Xpra looks very interesting. I didn't realize it could be used for this purpose when I first came across it. Thanks for the reference!
What security properties are you interested in? Preventing input injection, for example, is much easier than preventing keyboard snooping. Preventing denial of service is hard. You might want to stop applications from stealing the input focus, for example, which really requires window mangaer support; it can't easily be done by Xpra or an X proxy on its own.
I don't really care about preventing denial of service, but I do care about keyboard snooping which could reveal confidential data and also about allowing an untrusted application (e.g., firefox) to inject events into arbitrary windows on my desktop.
Stealing input focus is a borderline concern as I believe it would be harder to exploit in practice.
3) Will secure selections between trusted and untrusted applications be possible?I believe it will be possible to forward the X selection between trusted and sandboxed applications with the X proxy or Xpra. x2x and Synergy already do this.
Yes, I've used x2x to forward X selections between a trusted X server and an untrusted nested X server. I'll have to experiment to see how well this works with Xpra/Xvfb.
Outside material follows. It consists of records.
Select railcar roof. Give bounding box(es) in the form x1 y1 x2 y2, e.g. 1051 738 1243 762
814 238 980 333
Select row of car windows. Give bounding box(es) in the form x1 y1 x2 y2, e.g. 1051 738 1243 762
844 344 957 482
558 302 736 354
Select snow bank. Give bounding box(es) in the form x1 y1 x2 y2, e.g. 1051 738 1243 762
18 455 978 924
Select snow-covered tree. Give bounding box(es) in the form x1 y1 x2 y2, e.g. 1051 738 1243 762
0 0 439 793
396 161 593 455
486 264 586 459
The harder part is what it might mean to do that securely. There are some notes on the wiki about that: <http://plash.beasts.org/wiki/TrustedPathButtons> and a thread here: <http://lists.laptop.org/pipermail/security/2008-April/000391.html>. In brief, doing copy and paste via the keyboard shortcuts Ctrl-C and Ctrl-V can be made secure without changing X applications, but making Copy and Paste menu items secure will require modifying applications.
Good idea. I've read the links and I understand the principles, but does an implementation already exist that I could try out?